Background: I work at a company which makes a "home router". It's not one you will find at a big box store, but internally it's not much different.

Most of these routers are built from a MIPS SoC manufactured by Broadcom, Atheros, or Marvell. Since their business is selling chips, not routers, these SoC companies need to make it easy for your LanWan Company startup to choose to use their chipset.

So these SoC companies will give you a reference hardware design. They will also give you a completely functional software package with Linux kernel, drivers for all the peripherals (Wi-Fi, ethernet, etc.), all the necessary user space utilities, a complete GCC cross-compiler toolchain binary which runs on Ubuntu, and a bad web app. You can literally unzip this package, run 'make', and end up with a functional filesystem image ready to flash onto the reference board.

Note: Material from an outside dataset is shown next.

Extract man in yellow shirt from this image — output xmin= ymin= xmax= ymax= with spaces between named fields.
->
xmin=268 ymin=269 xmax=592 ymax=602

So LanWan startup can start manufacturing routers with only one or two software devs who know some C and a part-time hardware engineer. Manufacturing is contracted out to China.

The vendor-supplied C code is not written by expert programmers. It's obvious when you (try to) read the source. It's also a huge and messy pile of code.

Where I work we use the vendor-supplied kernel but we wrote all the user space ourselves. All this stuff is written in C. The software devs here have more than a few years of experience writing C, but are very uneducated about how to write secure code. They don't think about it. And management does not think about it. The only thing that matters to management is that the box passes the tests.

I've been around long enough to have figured out that things are like this in most places. Whether small companies or big companies doesn't matter.




I believe this is the premise behind EFF's open router project. Provide a higher quality base router distribution that can be used by anyone, including SoC and router manufacturers.


Every SoC has a different kernel, heavily patched, with drivers specific to the SoC. The SoC vendor has an army of paid programmers developing this software for every SoC they make.

These Soc vendors have to start working on a new kernel long before the chip is released, as they need working software by the time the chip goes to market (to offer the router makers). Broadcom's business depends on this. They will not simply hope some loose-knit group of volunteers will timely produce software which will help them sell their new chips.

And it's not realistic for the open router project to do this much work. It would require cooperation from the SoC vendors, providing free and early access to their kernel driver source and complete documentation for their chips. I don't see this happening.

At best the open router project could release software for hardware which is already a year or two old.

Sorry to be such a pessimist, but the incentives to make this work are just not there for the businesses involved.


Fortunately, most of the important security bugs tends to be in userspace.